Data Pipeline Validation

Datatest can be used to validate data as it flows through a data pipeline. This can be useful in a production environment because the data coming into a pipeline can change in unexpected ways. An up-stream provider could alter its format, the quality of a data source could degrade over time, previously unheard-of errors or missing data could be introduced, etc.

Well-structured pipelines are made of discrete, independent steps where the output of one step becomes the input of the next step. In the simplest case, the steps themselves can be functions. And in a pipeline framework, the steps are often a type of “task” or “job” object.

A simple pipeline could look something like the following:

21
22
23
24
25
26
27
28
29
30
...

def pipeline(file_path):
    data = load_from_source(file_path)  # STEP 1

    data = operation_one(data)          # STEP 2

    data = operation_two(data)          # STEP 3

    save_to_destination(data)           # STEP 4

You can simply add calls to validate() between the existing steps:

21
22
23
24
25
26
27
28
29
30
31
32
33
34
35
36
37
...

def pipeline(file_path):
    data = load_from_source(file_path)  # STEP 1

    validate(data.columns, ['user_id', 'first_name', 'last_name'])

    data = operation_one(data)          # STEP 2

    validate(data.columns, ['user_id', 'full_name'])
    validate(data, (int, str))

    data = operation_two(data)          # STEP 3

    validate.unique(data['user_id'])

    save_to_destination(data)           # STEP 4

You could go further in a more sophisticated pipeline framework and define tasks dedicated specifically to validation.

Tip

When possible, it’s best to call validate() once for a batch of data rather than for individual elements. Doing this is more efficient and failures provide more context when fixing data issues or defining appropriate acceptances.

# Efficient:

validate(data, int)

for x in data:
    myfunc(x)
# Inefficient:

for x in data:
    validate(x, int)
    myfunc(x)

Toggle Validation On/Off Using __debug__

Sometimes it’s useful to perform comprehensive validation for debugging purposes but disable validation for production runs. You can use Python’s __debug__ constant to toggle validation on or off as needed:

21
22
23
24
25
26
27
28
29
30
31
32
33
34
35
36
37
38
39
40
...

def pipeline(file_path):
    data = load_from_source(file_path)  # STEP 1

    if __debug__:
        validate(data.columns, ['user_id', 'first_name', 'last_name'])

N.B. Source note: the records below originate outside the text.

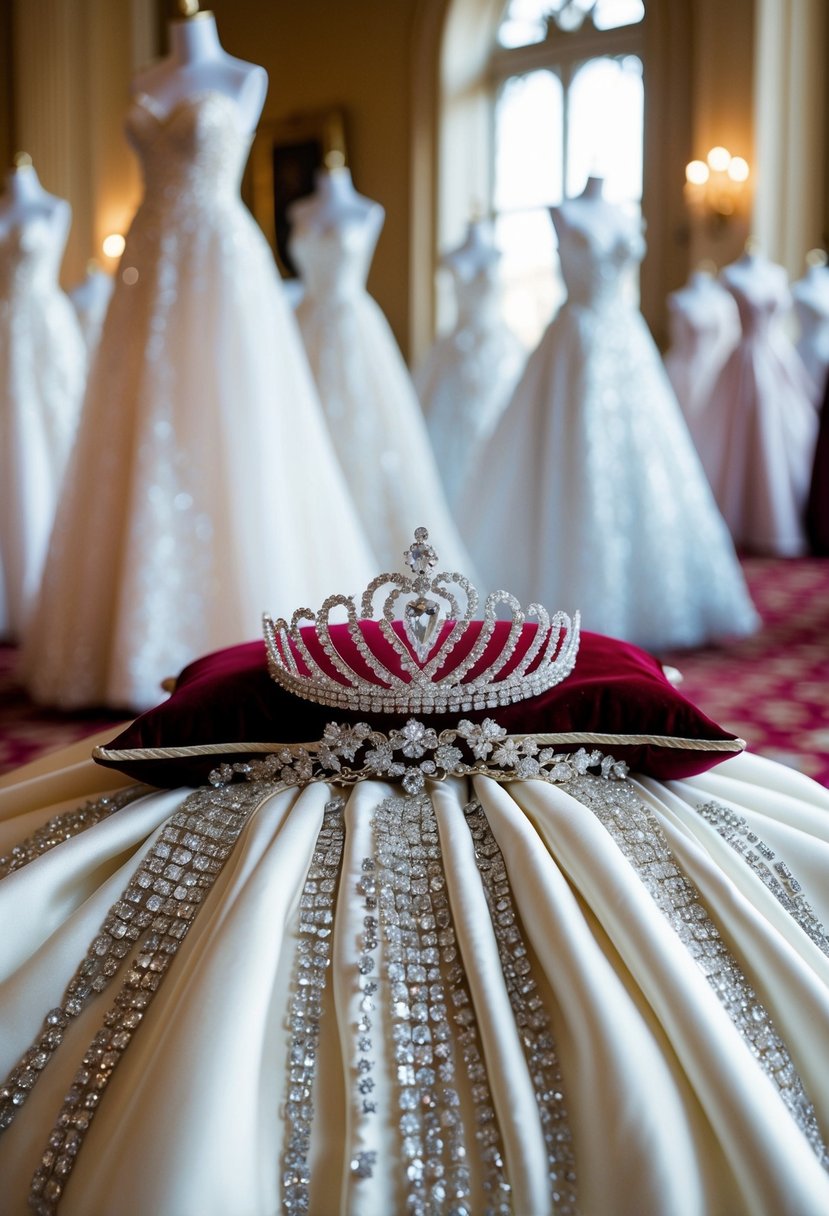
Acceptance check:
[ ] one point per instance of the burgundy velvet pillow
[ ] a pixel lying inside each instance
(615, 691)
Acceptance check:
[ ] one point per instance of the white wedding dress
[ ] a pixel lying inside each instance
(759, 432)
(373, 414)
(599, 996)
(467, 378)
(590, 490)
(43, 365)
(704, 327)
(203, 487)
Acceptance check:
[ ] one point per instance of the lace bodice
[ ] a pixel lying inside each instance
(334, 262)
(195, 155)
(593, 262)
(29, 259)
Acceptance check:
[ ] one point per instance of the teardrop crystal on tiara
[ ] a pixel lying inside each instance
(401, 662)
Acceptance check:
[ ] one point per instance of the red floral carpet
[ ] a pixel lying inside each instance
(772, 688)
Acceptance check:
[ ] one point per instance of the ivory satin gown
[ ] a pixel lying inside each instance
(204, 487)
(602, 996)
(43, 366)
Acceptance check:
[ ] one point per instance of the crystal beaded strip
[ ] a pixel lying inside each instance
(362, 1163)
(531, 1017)
(774, 873)
(66, 826)
(417, 932)
(164, 898)
(637, 832)
(313, 962)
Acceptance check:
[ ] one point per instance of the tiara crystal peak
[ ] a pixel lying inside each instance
(398, 662)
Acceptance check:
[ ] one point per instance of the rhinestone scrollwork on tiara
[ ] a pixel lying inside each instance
(401, 660)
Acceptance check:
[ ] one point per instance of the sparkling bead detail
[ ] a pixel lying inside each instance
(424, 997)
(311, 966)
(68, 825)
(641, 839)
(531, 1017)
(766, 865)
(157, 913)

    data = operation_one(data)          # STEP 2

    if __debug__:
        validate(data.columns, ['user_id', 'full_name'])
        validate(data, (int, str))

    data = operation_two(data)          # STEP 3

    if __debug__:
        validate.unique(data['user_id'])

    save_to_destination(data)           # STEP 4

Validation On

In the example above, you can run the pipeline with validation by running Python in unoptimized mode. In unoptimized mode, __debug__ is True and assert statements are executed normally. Unoptimized mode is the default mode when invoking Python:

python simple_pipeline.py

Validation Off

To run the example above without validation, run Python in optimized mode. In optimized mode, __debug__ is False and assert statements are skipped. You can invoke optimized mode using the -O command line option:

python -O simple_pipeline.py

Validate a Sample from a Larger Data Set

Another option for dealing with large data sets is to validate a small sample of the data. Doing this can provide some basic sanity checking in a production pipeline but it could also allow some invalid data to pass unnoticed. Users must decide if this approach is appropriate for their specific use case.

DataFrame Example

With Pandas, you can use the DataFrame.sample() method to get a random sample of items for validation:

21
22
23
24
25
26
27
28
29
30
31
32
33
34
35
36
37
38
39
...

def pipeline(file_path):
    data = load_from_source(file_path)  # STEP 1

    validate(data.columns, ['user_id', 'first_name', 'last_name'])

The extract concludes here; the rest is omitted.